2. Create a simple table in Splice Machine.
3. Create a Spark dataframe and insert that into Splice Machine
4. Run a simple Splice Machine transaction using the Spark context.
5. View results in the table

<br />

## 1. Import the PySpliceContext Class

Our first step is to import the `PySpliceContext` class:


In [None]:
from splicemachine.spark.context import PySpliceContext

## 2. Create a Spark context

Next, we use the `PySpliceContext` to create a connection to Splice Machine:
<sub>We can also use `inspect` to see more about what makes the PySpliceContext class

In [None]:
import inspect
jdbcURL = input('Enter your jdbcURL here, which you can find on the bottom of the cloud UI for your cluster')
splice = PySpliceContext(spark, jdbcURL)
print(inspect.getsource(PySpliceContext))

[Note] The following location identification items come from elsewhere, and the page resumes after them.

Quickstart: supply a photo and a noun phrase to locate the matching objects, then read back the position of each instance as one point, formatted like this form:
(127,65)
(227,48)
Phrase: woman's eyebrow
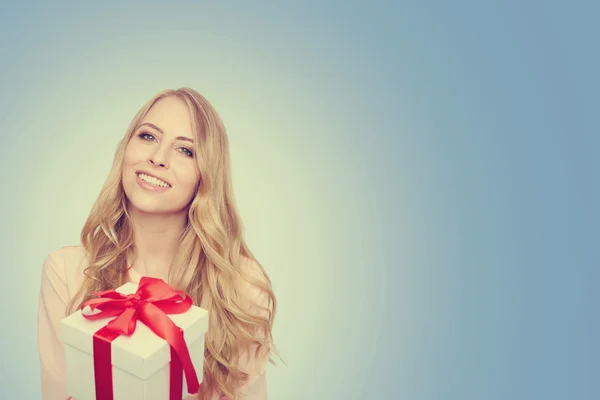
(185,138)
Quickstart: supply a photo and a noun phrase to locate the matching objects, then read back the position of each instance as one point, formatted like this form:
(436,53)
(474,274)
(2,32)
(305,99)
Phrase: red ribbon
(151,303)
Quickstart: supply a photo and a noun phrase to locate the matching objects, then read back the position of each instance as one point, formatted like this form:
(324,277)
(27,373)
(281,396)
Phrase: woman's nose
(159,158)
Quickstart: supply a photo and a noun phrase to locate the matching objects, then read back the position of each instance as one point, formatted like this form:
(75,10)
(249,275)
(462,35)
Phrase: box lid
(142,353)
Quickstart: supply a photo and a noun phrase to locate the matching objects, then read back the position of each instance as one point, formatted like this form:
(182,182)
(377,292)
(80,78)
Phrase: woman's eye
(146,136)
(186,151)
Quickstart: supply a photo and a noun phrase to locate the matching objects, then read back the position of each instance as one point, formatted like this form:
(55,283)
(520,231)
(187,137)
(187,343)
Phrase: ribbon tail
(162,326)
(176,381)
(103,363)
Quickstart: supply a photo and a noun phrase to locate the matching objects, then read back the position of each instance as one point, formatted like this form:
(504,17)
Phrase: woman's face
(160,173)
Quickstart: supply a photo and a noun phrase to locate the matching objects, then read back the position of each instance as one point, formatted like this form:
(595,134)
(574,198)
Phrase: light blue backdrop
(419,180)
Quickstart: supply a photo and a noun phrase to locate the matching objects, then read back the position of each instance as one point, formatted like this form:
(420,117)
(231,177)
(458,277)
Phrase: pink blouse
(61,278)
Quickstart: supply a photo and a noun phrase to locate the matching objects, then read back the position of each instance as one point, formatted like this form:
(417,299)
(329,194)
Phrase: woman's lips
(150,187)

## 3. Create a Simple Table

Now we create a simple table in Splice Machine that we'll subsequently populate:


In [None]:
%%sql 
drop table if exists foo;
create table foo (I int, F float, V varchar(100), primary key (I));


## 4. Create a Spark Dataframe and Insert into Splice Machine

Then we use `pyspark` to create a Spark dataframe from some sample data, and insert that into our Splice Machine table.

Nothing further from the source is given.